TEXTA TOOLKIT

TEXTA Toolkit is a set of tools meant for completing most common text analytics tasks. Its main components are:

SEARCHER

The Searcher application is responsible for both creating the searches for Toolkit’s other applications and browsing-summarizing the data. In addition to exploring data, users can also cluster documents together, build aggregations, visualize the connections between different facts found in the index and look for similar documents.

LEXICON MINER

In order to expand searches, users can train language models and automatically extract terminology from a dataset through the lexicon miner app. Given a base word, the app suggest users other similar term candidates which can then be added to a lexicon. Lexicon miner is 100% language independent.

TAGGER

Application enables automatic categorisation of documents into the predefined classes. A user can dictate the appropriate classes and training data.

ENTITY EXTRACTOR

Users can manually mark parts of text as “facts” and train statistical models so that other similar cases would be found and extracted.

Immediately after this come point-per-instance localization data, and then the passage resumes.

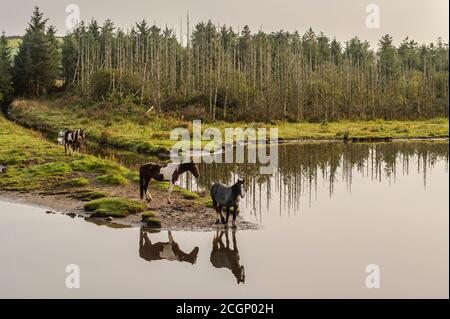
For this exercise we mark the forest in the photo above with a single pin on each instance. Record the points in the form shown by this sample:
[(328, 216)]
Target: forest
[(218, 73)]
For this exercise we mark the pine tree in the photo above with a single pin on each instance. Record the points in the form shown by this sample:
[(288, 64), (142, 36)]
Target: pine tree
[(5, 71), (36, 64)]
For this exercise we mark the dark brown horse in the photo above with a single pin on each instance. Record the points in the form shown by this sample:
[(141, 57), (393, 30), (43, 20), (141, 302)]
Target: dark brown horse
[(169, 173), (166, 250), (73, 140), (222, 256)]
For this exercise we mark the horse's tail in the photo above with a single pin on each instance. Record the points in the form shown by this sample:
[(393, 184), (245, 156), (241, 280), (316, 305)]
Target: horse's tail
[(141, 185)]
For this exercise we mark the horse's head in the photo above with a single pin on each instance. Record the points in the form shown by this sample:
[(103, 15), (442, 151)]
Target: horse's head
[(193, 168)]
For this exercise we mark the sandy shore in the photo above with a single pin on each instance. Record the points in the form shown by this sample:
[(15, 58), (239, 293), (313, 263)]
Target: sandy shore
[(182, 214)]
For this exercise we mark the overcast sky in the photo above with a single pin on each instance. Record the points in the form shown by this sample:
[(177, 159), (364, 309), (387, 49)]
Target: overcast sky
[(421, 20)]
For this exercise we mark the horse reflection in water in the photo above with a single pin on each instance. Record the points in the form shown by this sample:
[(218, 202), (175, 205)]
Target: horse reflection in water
[(222, 256), (164, 250)]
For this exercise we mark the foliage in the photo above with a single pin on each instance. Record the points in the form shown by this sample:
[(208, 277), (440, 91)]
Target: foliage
[(258, 76), (114, 207)]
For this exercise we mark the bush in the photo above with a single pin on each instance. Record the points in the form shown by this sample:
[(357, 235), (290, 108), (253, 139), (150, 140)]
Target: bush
[(114, 207)]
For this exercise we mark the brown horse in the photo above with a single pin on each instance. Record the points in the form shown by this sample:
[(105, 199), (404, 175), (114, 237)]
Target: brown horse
[(166, 250), (169, 173), (73, 140)]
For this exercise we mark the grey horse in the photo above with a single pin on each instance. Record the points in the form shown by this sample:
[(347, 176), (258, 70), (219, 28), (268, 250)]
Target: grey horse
[(224, 196)]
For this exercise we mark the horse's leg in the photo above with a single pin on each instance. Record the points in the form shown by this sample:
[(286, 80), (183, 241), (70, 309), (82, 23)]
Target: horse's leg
[(228, 215), (220, 241), (234, 240), (217, 211), (235, 209), (148, 197), (170, 191)]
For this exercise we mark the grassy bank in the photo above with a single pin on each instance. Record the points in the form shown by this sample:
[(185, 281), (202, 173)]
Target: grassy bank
[(36, 165), (132, 128)]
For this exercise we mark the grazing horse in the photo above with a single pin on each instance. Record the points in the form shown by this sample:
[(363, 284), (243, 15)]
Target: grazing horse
[(73, 140), (224, 257), (224, 196), (169, 173), (167, 250)]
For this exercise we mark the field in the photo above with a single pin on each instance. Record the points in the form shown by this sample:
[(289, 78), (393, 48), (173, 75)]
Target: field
[(132, 128)]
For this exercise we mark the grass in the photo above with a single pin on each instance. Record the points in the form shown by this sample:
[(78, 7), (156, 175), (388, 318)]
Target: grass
[(33, 163), (113, 207), (112, 179), (77, 182), (134, 130), (184, 192), (88, 195)]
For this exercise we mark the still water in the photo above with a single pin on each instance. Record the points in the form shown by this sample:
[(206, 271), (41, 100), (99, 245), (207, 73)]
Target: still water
[(329, 210)]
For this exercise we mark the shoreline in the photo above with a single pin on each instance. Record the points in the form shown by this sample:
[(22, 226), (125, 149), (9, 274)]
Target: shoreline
[(56, 204)]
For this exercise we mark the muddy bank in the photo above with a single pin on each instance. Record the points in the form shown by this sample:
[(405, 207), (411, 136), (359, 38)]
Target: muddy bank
[(182, 215)]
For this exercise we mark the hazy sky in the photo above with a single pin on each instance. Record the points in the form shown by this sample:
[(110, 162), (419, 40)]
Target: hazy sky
[(421, 20)]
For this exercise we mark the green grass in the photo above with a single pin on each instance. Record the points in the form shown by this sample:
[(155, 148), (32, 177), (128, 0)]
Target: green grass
[(183, 192), (33, 163), (134, 130), (114, 207), (88, 195), (112, 179), (77, 182)]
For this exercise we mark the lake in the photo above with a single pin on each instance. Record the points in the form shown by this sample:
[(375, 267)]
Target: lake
[(330, 210)]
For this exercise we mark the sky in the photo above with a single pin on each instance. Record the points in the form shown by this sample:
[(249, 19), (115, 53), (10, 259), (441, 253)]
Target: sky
[(421, 20)]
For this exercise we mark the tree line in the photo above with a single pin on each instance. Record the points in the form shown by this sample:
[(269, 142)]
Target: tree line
[(237, 75)]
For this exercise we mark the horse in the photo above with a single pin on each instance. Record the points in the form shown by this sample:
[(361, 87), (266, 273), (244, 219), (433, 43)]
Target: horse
[(73, 140), (170, 173), (224, 257), (224, 196), (166, 250)]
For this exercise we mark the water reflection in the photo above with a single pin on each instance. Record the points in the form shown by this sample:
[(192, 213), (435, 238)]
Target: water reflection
[(302, 166), (164, 250), (222, 256)]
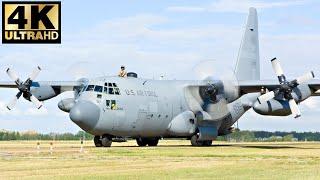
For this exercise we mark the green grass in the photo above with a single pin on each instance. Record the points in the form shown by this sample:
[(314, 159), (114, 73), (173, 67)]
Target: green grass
[(172, 159)]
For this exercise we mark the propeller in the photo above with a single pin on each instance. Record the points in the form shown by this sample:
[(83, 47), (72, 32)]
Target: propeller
[(286, 87), (24, 88)]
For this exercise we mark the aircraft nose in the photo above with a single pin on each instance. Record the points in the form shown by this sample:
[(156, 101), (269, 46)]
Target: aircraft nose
[(85, 114)]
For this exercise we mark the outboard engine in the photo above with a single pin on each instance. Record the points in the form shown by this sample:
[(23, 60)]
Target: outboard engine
[(66, 104), (132, 74)]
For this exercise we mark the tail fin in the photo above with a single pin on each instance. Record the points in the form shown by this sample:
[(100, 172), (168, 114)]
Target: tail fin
[(248, 66)]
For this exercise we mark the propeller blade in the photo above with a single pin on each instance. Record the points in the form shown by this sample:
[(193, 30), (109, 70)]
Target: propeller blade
[(276, 67), (13, 102), (35, 73), (13, 75), (266, 97), (35, 101), (305, 78), (294, 108)]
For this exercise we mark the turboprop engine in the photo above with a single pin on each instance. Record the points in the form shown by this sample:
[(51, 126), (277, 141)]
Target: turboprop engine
[(66, 104), (289, 93)]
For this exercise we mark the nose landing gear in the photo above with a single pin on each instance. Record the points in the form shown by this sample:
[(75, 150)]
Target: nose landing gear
[(102, 141), (147, 141), (195, 142)]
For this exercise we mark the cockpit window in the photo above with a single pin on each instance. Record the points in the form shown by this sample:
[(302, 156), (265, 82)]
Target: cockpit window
[(117, 91), (98, 89), (111, 91), (90, 88)]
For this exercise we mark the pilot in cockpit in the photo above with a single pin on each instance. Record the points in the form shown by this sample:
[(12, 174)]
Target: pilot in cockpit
[(122, 72)]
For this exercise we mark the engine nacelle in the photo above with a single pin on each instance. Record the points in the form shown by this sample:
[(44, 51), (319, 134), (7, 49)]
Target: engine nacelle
[(44, 92), (66, 104), (183, 124), (272, 108), (275, 107)]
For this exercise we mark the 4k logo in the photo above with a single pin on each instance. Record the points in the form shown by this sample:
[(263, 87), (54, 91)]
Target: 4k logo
[(31, 22)]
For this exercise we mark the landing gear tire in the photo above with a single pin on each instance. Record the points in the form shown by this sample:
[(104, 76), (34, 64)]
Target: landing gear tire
[(106, 141), (147, 141), (207, 143), (97, 141), (141, 142), (195, 142), (153, 142)]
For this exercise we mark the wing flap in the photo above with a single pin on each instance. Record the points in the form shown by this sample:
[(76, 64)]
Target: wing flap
[(250, 86)]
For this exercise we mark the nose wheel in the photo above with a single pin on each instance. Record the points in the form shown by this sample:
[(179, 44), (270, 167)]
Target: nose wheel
[(195, 142), (147, 141), (102, 141), (97, 141)]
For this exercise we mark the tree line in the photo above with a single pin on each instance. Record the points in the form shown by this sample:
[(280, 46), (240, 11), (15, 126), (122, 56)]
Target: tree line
[(31, 135), (251, 136), (238, 136)]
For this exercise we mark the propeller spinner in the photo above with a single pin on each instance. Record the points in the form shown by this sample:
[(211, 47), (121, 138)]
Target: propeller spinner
[(24, 88), (286, 87)]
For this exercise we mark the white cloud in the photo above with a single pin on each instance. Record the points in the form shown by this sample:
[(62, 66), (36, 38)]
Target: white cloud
[(238, 6)]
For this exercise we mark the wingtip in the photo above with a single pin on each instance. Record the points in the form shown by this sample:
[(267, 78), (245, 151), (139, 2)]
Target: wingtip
[(297, 116), (259, 101)]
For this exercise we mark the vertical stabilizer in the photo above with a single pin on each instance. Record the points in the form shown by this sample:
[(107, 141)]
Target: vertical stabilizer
[(248, 66)]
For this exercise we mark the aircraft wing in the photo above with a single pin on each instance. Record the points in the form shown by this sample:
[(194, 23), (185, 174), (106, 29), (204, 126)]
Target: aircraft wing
[(63, 85), (249, 86)]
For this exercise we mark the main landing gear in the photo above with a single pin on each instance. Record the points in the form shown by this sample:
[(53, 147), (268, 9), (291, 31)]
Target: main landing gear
[(195, 142), (147, 141), (102, 141)]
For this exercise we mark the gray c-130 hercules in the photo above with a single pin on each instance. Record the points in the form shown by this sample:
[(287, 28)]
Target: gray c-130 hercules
[(147, 110)]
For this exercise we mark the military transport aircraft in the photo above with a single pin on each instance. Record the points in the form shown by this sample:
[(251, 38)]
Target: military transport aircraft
[(148, 110)]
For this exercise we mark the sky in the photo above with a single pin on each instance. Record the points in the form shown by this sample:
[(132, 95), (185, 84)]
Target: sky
[(167, 38)]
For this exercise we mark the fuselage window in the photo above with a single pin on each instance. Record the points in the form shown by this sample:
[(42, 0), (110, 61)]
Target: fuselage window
[(90, 88), (108, 104), (113, 105), (84, 88), (111, 91), (98, 89), (116, 91)]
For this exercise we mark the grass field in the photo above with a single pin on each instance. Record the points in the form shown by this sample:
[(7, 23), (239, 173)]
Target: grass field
[(172, 159)]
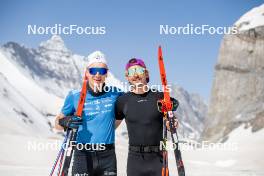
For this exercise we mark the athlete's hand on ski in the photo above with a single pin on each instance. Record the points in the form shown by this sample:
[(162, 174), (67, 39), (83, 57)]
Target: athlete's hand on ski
[(64, 122), (175, 125)]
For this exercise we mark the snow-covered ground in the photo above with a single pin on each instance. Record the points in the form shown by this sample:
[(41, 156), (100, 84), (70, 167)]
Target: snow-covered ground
[(246, 159)]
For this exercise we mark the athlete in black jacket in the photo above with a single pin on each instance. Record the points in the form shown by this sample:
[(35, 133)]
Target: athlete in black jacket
[(144, 122)]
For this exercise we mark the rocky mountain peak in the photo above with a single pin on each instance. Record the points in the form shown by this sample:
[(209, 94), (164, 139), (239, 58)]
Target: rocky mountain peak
[(238, 88)]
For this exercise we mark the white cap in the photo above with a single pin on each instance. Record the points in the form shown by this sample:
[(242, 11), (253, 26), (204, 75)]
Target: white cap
[(96, 57)]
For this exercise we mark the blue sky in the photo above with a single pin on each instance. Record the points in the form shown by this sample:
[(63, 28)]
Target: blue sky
[(132, 30)]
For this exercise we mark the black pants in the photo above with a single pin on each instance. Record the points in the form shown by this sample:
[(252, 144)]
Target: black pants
[(144, 164), (96, 163)]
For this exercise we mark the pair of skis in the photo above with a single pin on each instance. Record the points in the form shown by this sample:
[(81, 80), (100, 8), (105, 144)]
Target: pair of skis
[(64, 157), (165, 106)]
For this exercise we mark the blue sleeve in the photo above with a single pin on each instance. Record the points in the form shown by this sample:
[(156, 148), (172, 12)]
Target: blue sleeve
[(68, 106)]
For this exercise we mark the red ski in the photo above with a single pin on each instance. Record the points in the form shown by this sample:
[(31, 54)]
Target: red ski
[(165, 106)]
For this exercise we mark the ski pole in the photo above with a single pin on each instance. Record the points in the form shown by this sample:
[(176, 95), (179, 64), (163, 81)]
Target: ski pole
[(59, 154)]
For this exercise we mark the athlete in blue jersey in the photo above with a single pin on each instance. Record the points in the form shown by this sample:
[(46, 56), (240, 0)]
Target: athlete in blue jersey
[(95, 151)]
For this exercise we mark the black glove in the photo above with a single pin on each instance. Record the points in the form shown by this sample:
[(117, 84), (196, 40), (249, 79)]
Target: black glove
[(70, 122), (175, 104)]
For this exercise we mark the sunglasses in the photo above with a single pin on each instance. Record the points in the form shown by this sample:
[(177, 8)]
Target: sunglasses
[(95, 70), (136, 70)]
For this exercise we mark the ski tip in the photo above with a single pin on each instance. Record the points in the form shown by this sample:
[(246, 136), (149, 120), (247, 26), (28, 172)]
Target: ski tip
[(160, 51)]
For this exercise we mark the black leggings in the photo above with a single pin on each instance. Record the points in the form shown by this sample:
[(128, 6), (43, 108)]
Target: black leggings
[(144, 164), (99, 163)]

TEXTA Toolkit has some built in preprocessors and new ones can be added based on clients needs.

MULTILINGUAL PREPROCESSOR

TEXTA Multilingual Processor, which enables to automatically extract names, e-mails, phone numbers, addresses and locations from text. It works in Estonian, Russian and English and the output can be analyzed in TEXTA Toolkit.

SENTIMENT ANALYZER

The preprocessor provides Lexicon-based and Model-based approach for sentiment analysis. Lexicon based method is simpler and more naive compared to the Model-based method, but could nonetheless be useful and provide decent results, especially in the lack of sufficient training data for Model-based approach.